I’ve spent a few days with the http://cortical.io white paper and implemented a very naïve retina supporting most of the API functionality that has been described. I’ve also added some simple operations of my own design. I’ve tested my retina with different types of texts and it looks promising.
I’ve ended up with two central questions: snippet distribution in the semantic space and the notion of “context” as described in the white paper.
When it comes to snippet distribution, I claim that it is more important to utilize as much of the space as possible to represent as much semantic information as possible rather than grouping semantically similar snippets close to each other.
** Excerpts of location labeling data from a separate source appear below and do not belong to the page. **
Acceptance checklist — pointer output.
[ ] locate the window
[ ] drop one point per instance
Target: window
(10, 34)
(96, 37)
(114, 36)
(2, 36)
To this end, I’m using a hashing function to spread snippets in the space and make no attempts to inspect already added snippets.
As I can not compare my implementation with the reference implementation, since it’s proprietary as far as I know, I do not have any objective measure for how well my retina works. To help with this, I’m wondering if anyone here has a good suggestion for a well documented algorithm with known semantic properties for populating the semantic space that could be used for comparison.
(EDIT: Added clarification for my question.)
My question about context is much more basic: what is actually claimed to be performed through the context endpoint in the API? The documentation is very vague and the wording is weak when it comes to the claims being made.
The example being used is “apple” appearing in three different contexts: “software”, “fruit” and “desktop”. I can not find any description of how these contexts are deduced or how using one of these contexts to further specify what should be returned in future semantic searches affects the algorithm.
Am I just blind or is this also part of the proprietary technology? Has anyone any ideas as to how these contexts are deduced and how they are used in semantic searches?
As for my own implementation, the following is a description (for anyone curious) of what I’ve implemented and the texts I’ve used for testing.
The basic functionality is the semantic search as described in the white paper where a fingerprint is used to find the best overlaps with other fingerprints, removing the bits for the best match and repeat the search and culling until no bits are left. I’ve added a cut off where at least three bits must overlap to generate a match. This limit is arbitrary but it seems to remove coincidental snippet overlaps.
Every snippet contains at least two sentences and sometimes three.
Handling of stop words has been added to not have semantically interesting matches pushed down by words as “the” and “a”.
It is possible to list all snippets that are connected to a fingerprint and to generate a frequency list for all tokens in these snippets.
It is possible to perform a semantic search where two or more fingerprints are bitwise OR:ed or bitwise AND:ed.
I have tested my implementation with the Wikipedia page for Sweden, the book Laech by Plato, a public corpus with american English with some 500k words from different domains, a book about Roman archaeology in Britain, “On the origin of species” by Charles Darwin and the novella “Little Brother” by Cory Doctorow.
Part of a session with the Wikipedia page on Sweden looks something like this:
Reading snippets
436 snippets
436 mapped indices, 0.0266113 (~3% of the semantic space is used)
4235 tokens
Enter token:
denmark
denmark (17): (17 bits in the fingerprint)
swedish (10) (best overlap)
sweden (8)
norway (7)
finland (6)
scandinavian (4)
also (4)
danish (4)
countries (4)
south-west (3)
bridge (3)
swedish (10) => (7) (the 10 bits are removed from the original fingerprint)
sweden (4)
bridge (3)
countries (3)
sweden (4) => (3) (no more matches are generated)
(EDIT: Fixed formatting.)